Citigroup Inc. and Commerzbank AG have said that price discounts offered by OPEC members for November shipments indicate they’re competing to defend market share. El-Badri said the price changes are simply a reflection of market conditions, not a battle for customers.
“There is no price war,” El-Badri said. “Our countries are following the market. People are selling according to the market price.”
OPEC may have a relaxed attitude because prices above $80 a barrel are still high enough to fund members’ spending needs, Christopher Bake, member of the executive committee and head of origination at Vitol Group, the world’s largest oil trader, said at the conference.
“Obviously there’s a lot of budgetary pressure at $80 or below, but I think a lot of the larger OPEC producers are going to take a little bit of a wait-and-see attitude,” Bake said in an interview in London. “Short term, I don’t expect much of a reaction from them.”

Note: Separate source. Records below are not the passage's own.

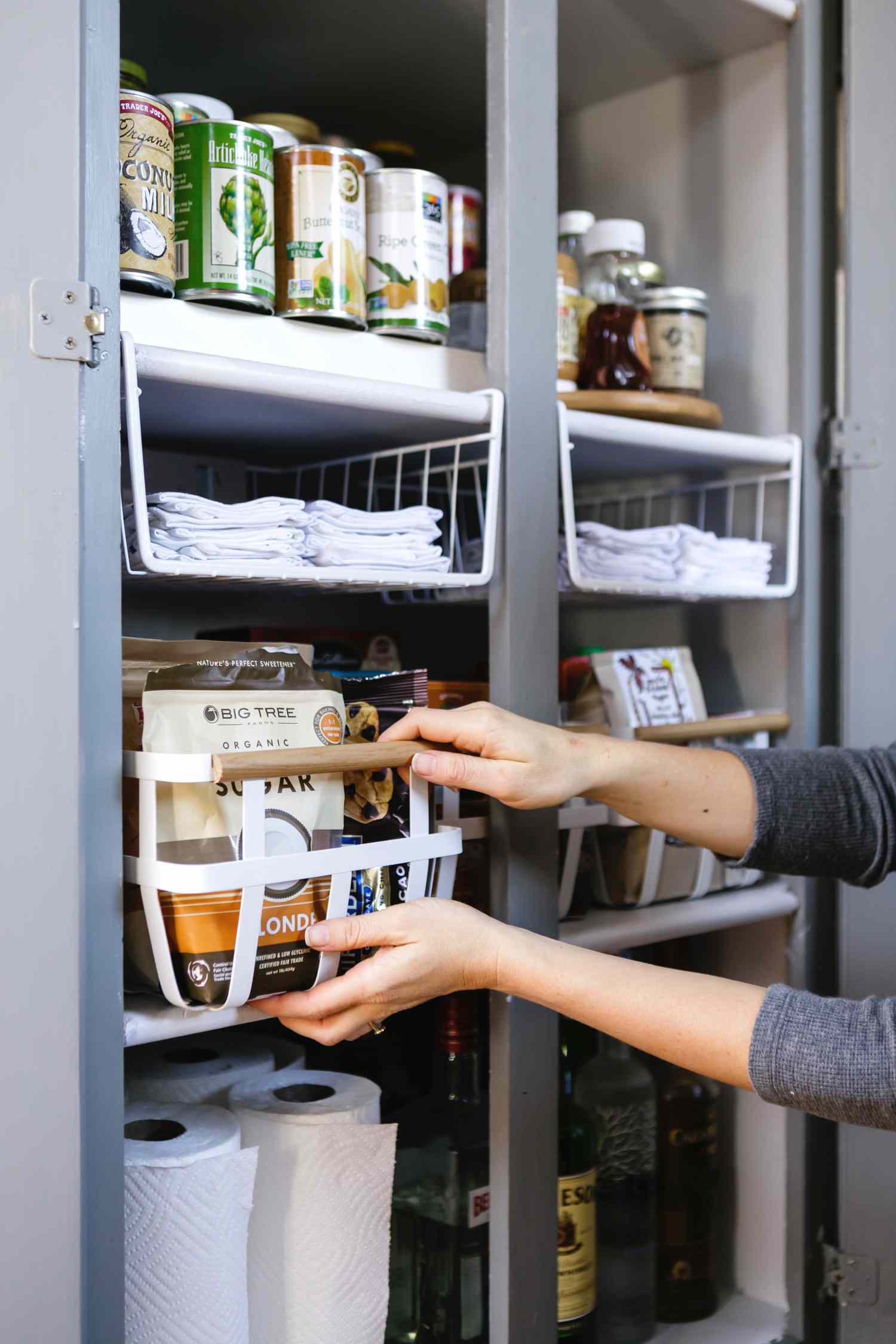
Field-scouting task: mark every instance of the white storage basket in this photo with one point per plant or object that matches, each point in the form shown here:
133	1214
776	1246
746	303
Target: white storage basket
634	474
254	872
461	476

Brent crude for December settlement fell 5 cents to $87.07 a barrel on the ICE Futures Europe exchange as of 12:16 p.m. in Singapore. West Texas Intermediate lost 30 cents to $81.90.

Spending Needs

Some members say they have been affected by oil’s collapse. Iran’s revenue from crude sales, the OPEC member’s most important export, dropped 30 percent because of the recent fall in global oil prices, President Hassan Rouhani said in remarks to the nation’s parliament that were published yesterday by the Oil Ministry’s news website Shana.
Representatives of OPEC remain divided over the need for action. The group’s output target should be cut to 29.5 million barrels a day, Libyan OPEC governor Samir Kamal said by e-mail on Oct. 27. Conversely, Kuwaiti Oil Minister Ali Al-Omair said “there is no room for countries to reduce their production,” according to comments reported by state news agency Kuna on Oct. 13.